Why 30 is not the new 20, and why you cannot put off big decisions without harming your career – psychologist
- Twenty-somethings often believe they can kick back and have fun, but they should not, according to clinical psychologist, author and TEDx speaker Dr Meg Jay
- She says this idea causes them to believe they have plenty of time to build their careers and find love later in life, when in fact they should be more decisive
Many simply tread water; working as baristas or waiters, dating all the wrong people and buying into every distraction. All they have to do, they think, is wait it out. Their twenties are for having fun, anyway.
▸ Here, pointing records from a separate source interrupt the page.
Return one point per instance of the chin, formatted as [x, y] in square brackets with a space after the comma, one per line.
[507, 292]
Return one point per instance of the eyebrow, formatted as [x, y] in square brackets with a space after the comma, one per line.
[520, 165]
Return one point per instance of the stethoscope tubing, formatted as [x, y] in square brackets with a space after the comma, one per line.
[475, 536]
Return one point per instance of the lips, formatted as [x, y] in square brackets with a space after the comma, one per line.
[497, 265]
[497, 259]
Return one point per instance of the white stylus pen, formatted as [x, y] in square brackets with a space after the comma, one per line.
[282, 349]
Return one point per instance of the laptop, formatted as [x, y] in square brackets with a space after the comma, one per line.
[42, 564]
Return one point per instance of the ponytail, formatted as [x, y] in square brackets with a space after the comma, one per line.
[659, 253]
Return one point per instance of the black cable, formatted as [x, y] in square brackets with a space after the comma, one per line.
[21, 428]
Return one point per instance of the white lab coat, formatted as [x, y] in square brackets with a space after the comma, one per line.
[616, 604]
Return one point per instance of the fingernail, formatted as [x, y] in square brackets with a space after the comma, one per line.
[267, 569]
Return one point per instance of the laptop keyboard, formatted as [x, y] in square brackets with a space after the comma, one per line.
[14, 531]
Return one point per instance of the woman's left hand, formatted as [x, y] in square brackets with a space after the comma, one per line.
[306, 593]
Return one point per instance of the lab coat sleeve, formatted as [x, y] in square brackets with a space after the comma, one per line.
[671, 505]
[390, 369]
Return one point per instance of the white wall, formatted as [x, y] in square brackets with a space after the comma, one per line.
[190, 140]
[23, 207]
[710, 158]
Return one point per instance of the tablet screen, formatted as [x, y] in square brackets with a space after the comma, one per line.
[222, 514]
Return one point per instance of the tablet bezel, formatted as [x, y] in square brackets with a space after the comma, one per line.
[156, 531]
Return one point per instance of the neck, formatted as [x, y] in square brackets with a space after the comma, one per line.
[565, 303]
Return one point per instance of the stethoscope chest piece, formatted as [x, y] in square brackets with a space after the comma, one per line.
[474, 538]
Real life starts later.
“I’ve had hundreds of clients who’ve been misled about how important this decade is,” says Jay, who specialises in adult development and wrote The Defining Decade: Why Your Twenties Matter and How to Make the Most of Them Now. “You are deciding your life right now and claiming your twenties is one of the simplest, yet most transformative things you can do – for work, love and happiness.”
Jay, also an associate professor of education at the University of Virginia in the US, says too many twenty-somethings believe the decade is for thinking about what they want to do, but there is a big difference between having a life in your thirties and starting a life in your thirties.
“Sure, the twenties are for experimenting, but not just with philosophies and vacations and substances,” she adds. “The twenties are your best chance to experiment with jobs and relationships. Then each move can be more intentional and informed than the last.”